A person is eligible for parole, subject to § 24-15-4:
(1) If convicted of a felony for the first time, when he has served one-fourth of the time for which he was sentenced;
(2) If convicted of a felony for the second time, when he has served one-half of the time for which he was sentenced; or
(3) If convicted of a felony three or more times, when he has served three-fourths of the time for which he was sentenced.

Roden subsequently filed a petition for writ of habeas corpus, alleging that SDCL 24-15-5 is unconstitutional and that one of his prior convictions was for a misdemeanor and could not be taken into account in establishing his parole eligibility date. The trial court agreed that Roden should be considered only a two-time offender; however, the court rejected Roden's constitutional claims and entered an order quashing the writ. Roden's two-time offender status is not an issue in this appeal.

ISSUE

On appeal, Roden argues that SDCL 24-15-5 violates the equal protection provisions of the state and federal constitutions since a second offender seeking parole is treated differently than a second offender facing sentencing.

RODEN'S CLAIMS

According to Roden, a trial court has a certain amount of discretion when sentencing *422 a habitual criminal, while under SDCL 24-15-5 the Board of Pardons and Paroles has no discretion in setting dates for parole eligibility. Roden maintains that there is no arguable distinction between a second offender seeking parole and one being faced with sentencing, and, therefore, they must be treated the same. We disagree.

DECISION

The equal protection clauses require that every person's rights be governed by the same rule of law under similar circumstances. State v. Secrest, 331 N.W.2d 580 (S.D.1983), appeal dismissed, 464 U.S. 802, 104 S. Ct. 47, 78 L. Ed. 2d 68 (1983); U.S.Const. amend. XIV; S.D.Const. art. VI, § 18. A second offender facing sentencing is clearly not in the same situation as one seeking parole. The purpose of the habitual criminal statutes is to punish a defendant for his persistence in crime. 39 Am. Jur.2d Habitual Criminals § 2. The object of the parole laws is rehabilitation rather than punishment. 67A C.J.S. Pardon and Parole § 40; SDCL 24-15-8(1). Sentencing is a judicial act, while parole is a function of an appointed board administered under the direction of the Board of Charities and Corrections. SDCL 24-13-3. It is the parole board's duty to evaluate the inmate's conduct and rehabilitative progress in deciding his eligibility for parole consideration. This is a totally different criteria of thought process than that which confronts a sentencing judge.

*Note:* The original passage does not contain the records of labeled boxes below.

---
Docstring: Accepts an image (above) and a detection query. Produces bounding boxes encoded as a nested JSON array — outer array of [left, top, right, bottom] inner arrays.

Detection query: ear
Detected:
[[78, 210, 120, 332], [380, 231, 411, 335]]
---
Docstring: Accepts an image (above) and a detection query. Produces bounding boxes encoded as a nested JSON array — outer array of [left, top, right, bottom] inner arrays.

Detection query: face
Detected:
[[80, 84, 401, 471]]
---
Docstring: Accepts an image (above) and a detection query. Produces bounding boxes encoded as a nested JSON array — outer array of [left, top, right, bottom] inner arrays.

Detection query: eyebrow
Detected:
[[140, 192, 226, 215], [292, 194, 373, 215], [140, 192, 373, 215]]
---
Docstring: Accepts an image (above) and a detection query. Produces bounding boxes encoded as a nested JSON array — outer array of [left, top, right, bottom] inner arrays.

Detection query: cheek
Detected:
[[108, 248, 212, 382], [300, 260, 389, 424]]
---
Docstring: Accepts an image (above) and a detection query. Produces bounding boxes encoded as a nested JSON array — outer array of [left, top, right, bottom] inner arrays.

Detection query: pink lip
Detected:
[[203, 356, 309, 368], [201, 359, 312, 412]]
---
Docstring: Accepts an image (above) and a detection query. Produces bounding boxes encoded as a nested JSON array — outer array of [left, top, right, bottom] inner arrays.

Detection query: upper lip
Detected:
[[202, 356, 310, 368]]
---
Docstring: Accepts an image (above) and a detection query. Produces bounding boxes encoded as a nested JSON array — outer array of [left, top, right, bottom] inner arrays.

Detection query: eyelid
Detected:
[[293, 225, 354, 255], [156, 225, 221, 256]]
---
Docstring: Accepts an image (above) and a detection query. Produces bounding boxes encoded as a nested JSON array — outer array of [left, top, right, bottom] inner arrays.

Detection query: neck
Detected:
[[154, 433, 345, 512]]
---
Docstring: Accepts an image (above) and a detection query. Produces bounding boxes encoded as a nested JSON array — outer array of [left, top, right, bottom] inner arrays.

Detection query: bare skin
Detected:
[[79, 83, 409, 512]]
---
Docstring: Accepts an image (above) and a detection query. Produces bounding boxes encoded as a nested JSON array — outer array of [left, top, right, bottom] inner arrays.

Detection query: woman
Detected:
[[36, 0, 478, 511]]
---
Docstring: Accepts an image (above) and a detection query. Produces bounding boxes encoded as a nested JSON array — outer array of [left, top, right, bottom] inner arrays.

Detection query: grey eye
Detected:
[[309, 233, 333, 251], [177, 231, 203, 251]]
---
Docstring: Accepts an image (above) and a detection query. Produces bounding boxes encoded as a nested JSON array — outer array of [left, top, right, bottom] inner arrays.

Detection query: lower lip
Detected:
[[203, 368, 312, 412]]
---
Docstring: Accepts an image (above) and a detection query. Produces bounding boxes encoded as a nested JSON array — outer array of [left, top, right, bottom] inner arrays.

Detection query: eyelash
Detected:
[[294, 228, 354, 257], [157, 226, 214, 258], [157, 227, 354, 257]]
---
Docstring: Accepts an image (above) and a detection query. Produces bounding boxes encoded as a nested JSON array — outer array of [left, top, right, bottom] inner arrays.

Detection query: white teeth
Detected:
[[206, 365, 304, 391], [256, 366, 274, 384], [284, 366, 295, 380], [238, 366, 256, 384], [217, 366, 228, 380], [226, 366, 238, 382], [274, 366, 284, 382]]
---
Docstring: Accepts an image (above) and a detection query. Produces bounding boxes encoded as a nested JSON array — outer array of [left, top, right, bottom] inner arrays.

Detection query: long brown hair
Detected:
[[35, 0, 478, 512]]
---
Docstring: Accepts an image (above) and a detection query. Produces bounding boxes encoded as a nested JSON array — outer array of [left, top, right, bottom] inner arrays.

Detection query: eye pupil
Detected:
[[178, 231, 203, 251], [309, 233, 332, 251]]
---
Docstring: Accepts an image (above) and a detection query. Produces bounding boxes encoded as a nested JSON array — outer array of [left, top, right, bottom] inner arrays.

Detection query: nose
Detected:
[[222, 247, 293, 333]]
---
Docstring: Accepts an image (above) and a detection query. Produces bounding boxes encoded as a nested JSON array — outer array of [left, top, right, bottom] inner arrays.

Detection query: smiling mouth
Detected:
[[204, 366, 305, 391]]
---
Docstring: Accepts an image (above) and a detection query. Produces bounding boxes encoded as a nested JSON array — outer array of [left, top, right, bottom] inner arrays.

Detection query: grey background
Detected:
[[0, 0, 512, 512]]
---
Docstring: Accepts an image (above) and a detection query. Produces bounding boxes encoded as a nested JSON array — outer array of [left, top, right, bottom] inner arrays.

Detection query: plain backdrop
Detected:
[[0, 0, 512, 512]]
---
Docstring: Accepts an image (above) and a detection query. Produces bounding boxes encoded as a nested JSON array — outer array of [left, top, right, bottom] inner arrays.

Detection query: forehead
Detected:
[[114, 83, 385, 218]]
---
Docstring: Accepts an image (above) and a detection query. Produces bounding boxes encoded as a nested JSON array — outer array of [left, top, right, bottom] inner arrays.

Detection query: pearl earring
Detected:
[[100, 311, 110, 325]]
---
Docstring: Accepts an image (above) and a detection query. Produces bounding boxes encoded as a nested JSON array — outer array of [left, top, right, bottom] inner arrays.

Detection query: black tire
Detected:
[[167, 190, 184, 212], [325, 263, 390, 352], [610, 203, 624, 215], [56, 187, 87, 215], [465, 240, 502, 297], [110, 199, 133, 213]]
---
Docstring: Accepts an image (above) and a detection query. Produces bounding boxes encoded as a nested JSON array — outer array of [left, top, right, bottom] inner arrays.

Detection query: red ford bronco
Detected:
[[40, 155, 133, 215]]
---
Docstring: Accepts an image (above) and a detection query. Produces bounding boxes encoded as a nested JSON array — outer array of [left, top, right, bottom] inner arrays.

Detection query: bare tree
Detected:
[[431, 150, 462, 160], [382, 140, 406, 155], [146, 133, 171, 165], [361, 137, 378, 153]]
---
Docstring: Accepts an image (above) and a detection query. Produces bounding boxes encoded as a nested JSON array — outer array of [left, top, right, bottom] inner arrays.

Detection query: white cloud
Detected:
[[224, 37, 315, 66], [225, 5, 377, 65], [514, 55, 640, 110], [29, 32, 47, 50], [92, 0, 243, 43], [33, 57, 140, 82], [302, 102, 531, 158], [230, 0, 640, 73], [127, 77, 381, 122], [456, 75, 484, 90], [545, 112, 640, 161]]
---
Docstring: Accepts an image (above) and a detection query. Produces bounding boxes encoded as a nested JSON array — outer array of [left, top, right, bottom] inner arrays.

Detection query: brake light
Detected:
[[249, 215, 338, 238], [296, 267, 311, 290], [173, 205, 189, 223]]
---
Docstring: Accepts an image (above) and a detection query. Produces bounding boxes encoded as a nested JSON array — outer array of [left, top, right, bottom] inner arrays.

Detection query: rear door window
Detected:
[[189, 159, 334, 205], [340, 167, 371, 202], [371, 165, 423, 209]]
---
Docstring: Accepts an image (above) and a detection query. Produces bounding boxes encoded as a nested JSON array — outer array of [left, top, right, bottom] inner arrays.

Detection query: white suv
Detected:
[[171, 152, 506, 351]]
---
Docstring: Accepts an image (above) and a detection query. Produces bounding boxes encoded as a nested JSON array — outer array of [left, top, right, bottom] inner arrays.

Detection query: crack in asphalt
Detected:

Since parole and sentencing are very different circumstances, the parties involved in the respective proceedings need not be governed by the same rule of law. Consequently, complete equal protection analysis is not required to dispose of Roden's claim. See Janish v. Murtha, 285 N.W.2d 708 (S.D.1979). We conclude that Roden's equal protection rights have not been violated.

The order of the trial court is affirmed.

MORGAN, SABERS, and MILLER, JJ., concur.

WUEST, C.J., concurs specially.

WUEST, Chief Justice (concurring specially).

I concur, but write to strengthen the majority opinion by pointing out that sentencing is a judicial function, whereas parole is an executive function operating as a check on the judiciary. We are a government of checks and balances with the separation of powers among the executive, legislative, and judiciary.